Using its commercially available immune-enhancing technology platform, iTANK (Immunotherapies Activated with NAP for Efficient Killing), Elicera Therapeutics armours its drug candidates with immune-activating properties. This aims to increase the effectiveness of treatments and trigger a parallel immune response, resulting in a dual attack on tumor cells.

Entering 2025 after a strong 2024

Elicera enters 2025 in a strengthened position after a successful 2024. Last year began with a successful capital raise of SEK 27.6 million and was marked by increased international presence, with participation in several key events, including CICON24, one of the world’s largest cancer immunotherapy conferences. 

A major milestone in the company’s history was reached in November 2024 when the first patient was enrolled in the phase I/IIa CARMA study, evaluating the CAR T-cell therapy ELC-301 for B-cell lymphoma. ELC-301, enhanced with the iTANK platform, showed early promising results, and in January 2025, it was reported that the first treated patient had become tumour-free. 

Strengthening the finances

In a previous interview with BioStock, Elicera’s CEO Jamal El-Mosleh described 2025 asa key year for the company as it advances the clinical development. Currently, Elicera aims to strengthen its financial position through the ongoing TO 2 subscription period, which could contribute approximately SEK 22 million to its coffers if all subscription warrants are exercised. 

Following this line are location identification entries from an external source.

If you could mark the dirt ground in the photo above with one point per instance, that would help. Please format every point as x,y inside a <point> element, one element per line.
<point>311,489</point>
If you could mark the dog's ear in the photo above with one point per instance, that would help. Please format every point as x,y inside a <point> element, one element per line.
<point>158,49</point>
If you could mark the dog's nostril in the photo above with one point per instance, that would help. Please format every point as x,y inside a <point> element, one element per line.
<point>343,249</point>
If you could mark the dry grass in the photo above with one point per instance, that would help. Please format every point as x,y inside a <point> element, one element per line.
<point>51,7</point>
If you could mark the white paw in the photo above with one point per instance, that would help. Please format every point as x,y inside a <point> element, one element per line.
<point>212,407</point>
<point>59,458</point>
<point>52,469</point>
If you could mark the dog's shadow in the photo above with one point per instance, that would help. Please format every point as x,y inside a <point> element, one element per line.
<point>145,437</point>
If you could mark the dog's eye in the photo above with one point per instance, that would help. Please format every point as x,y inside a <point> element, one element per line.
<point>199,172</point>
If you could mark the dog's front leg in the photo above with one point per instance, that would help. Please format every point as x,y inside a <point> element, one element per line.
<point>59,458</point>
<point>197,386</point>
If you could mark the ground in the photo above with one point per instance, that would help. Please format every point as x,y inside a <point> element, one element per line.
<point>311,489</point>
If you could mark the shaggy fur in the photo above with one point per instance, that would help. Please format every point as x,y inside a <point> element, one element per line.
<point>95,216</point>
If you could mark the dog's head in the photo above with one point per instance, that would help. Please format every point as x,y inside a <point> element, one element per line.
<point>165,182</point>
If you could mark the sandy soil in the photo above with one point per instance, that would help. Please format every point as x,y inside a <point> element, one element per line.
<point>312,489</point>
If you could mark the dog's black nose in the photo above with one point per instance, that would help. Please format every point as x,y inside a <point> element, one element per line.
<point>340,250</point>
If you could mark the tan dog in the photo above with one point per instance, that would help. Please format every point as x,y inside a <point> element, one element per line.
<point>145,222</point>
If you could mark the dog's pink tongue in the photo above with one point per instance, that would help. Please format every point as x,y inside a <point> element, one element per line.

BioStock reached out to El-Mosleh for a status update and to learn more about TO2. 

Jamal, let’s start with an update on Elicera’s pipeline. You have four drug candidates – two within oncolytic viruses and two within CAR T-cell therapies. Can you give us a status update on the CAR T-cell projects?

– Absolutely! Regarding our CAR T-cell therapies, we have two exciting programs: ELC-301 and ELC-401.

– ELC-301 is currently undergoing a clinical trial involving a total of 18 planned patients with B-cell lymphoma, known as the CARMA study. The study aims to determine the optimal dose of the CAR T-cell therapy ELC-301, armed with the iTANK platform, in patients who have received at least two prior standard treatments and now lack curative options. The purpose of arming ELC-301 with iTANK is to activate a broad and highly potent parallel immune response against cancer to ensure the most effective anti-tumor response possible – particularly relevant for treating solid tumors.  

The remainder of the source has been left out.